Sasuke plongea dans son regard et, pendant quelques secondes, le sonda de ses perles obsidiennes.

— Il faut que j'y aille.

Naruto se sentit profondément déçu. Il ne le réalisa pas dans l'instant, mais cette simple phrase le blessa comme une lame coupant sa peau. Il se redressa, s'éloignant du corps chaud de Sasuke. Ce dernier se releva à son tour, et essuya les dégâts avec des papiers mouchoirs qu'il prit dans le tiroir de sa table de chevet. Puis, il se pencha et récupéra ses vêtements, lancés à l'aveuglette dans leur précipice.

— Mon père devait venir me chercher, je… je passe les vacances chez moi, tu te souviens ?

— Naturellement, dit Naruto, essayant de camoufler la blessure dans sa voix.

Il le regarda s'habiller et s'habilla ensuite, se disant qu'il devait partir pour que Sasuke puisse verrouiller sa chambre. Une fois debout, tous les deux rhabillés, Sasuke lui adressa un regard presque vide.

— T'en fais pas, je… je le voulais autant que toi.

— Ça va, répondit Naruto. C'était stupide… Je… Je ne peux jamais contrôler ma foutue libido…
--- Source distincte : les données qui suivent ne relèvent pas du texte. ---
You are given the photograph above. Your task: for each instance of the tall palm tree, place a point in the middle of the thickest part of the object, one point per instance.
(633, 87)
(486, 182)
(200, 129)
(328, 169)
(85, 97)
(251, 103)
Il lâcha un petit rire nerveux, sans joie. Sasuke posa une main maladroite sur son épaule, et Naruto ne put s'empêcher de repenser à cette main dans ses cheveux, sur son visage, sur sa nuque… plus bas sur son corps...

— Joyeux Noël, Naruto.

— Joyeux Noël, Sasuke.

Et ce soir même, ils furent à des milliers de kilomètres l'un de l'autre.


Tu vas bien, toi ?

Naruto sourit dans le combinée.

— Oui, t'inquiète pas pour moi, répondit-il.

Tsunade, la dernière femme de son père, l'appelait souvent depuis la mort de celui-ci. Ils avaient été proches durant les dernières années, tous les trois. Naruto, parfois, aimait penser qu'elle avait été un peu comme sa mère. La femme blonde, costaude, grande et à caractère très impulsif, était une femme forte et Naruto s'était toujours senti bien en sa présence, comme protégé. Il l'adorait et, même si elle n'avait aucune obligation envers lui, n'étant ni sa mère, ni sa tutrice, elle continuait à prendre de ses nouvelles et à le voir de temps en temps.

Tu semblais un peu préoccupé, dans ta voix.

— C'est juste que je me sens un peu seul, j'imagine. Tous mes amis sont rentrés chez eux pour les vacances.

Je comprends ça mon petit. Je suis désolée, écoute, si j'avais été en ville, je t'aurais emmener manger quelque part.

À nouveau, Naruto eut un sourire — cette fois-ci un peu triste. Tsunade était en voyage, à l'étranger et il ne se souvenait plus trop pourquoi.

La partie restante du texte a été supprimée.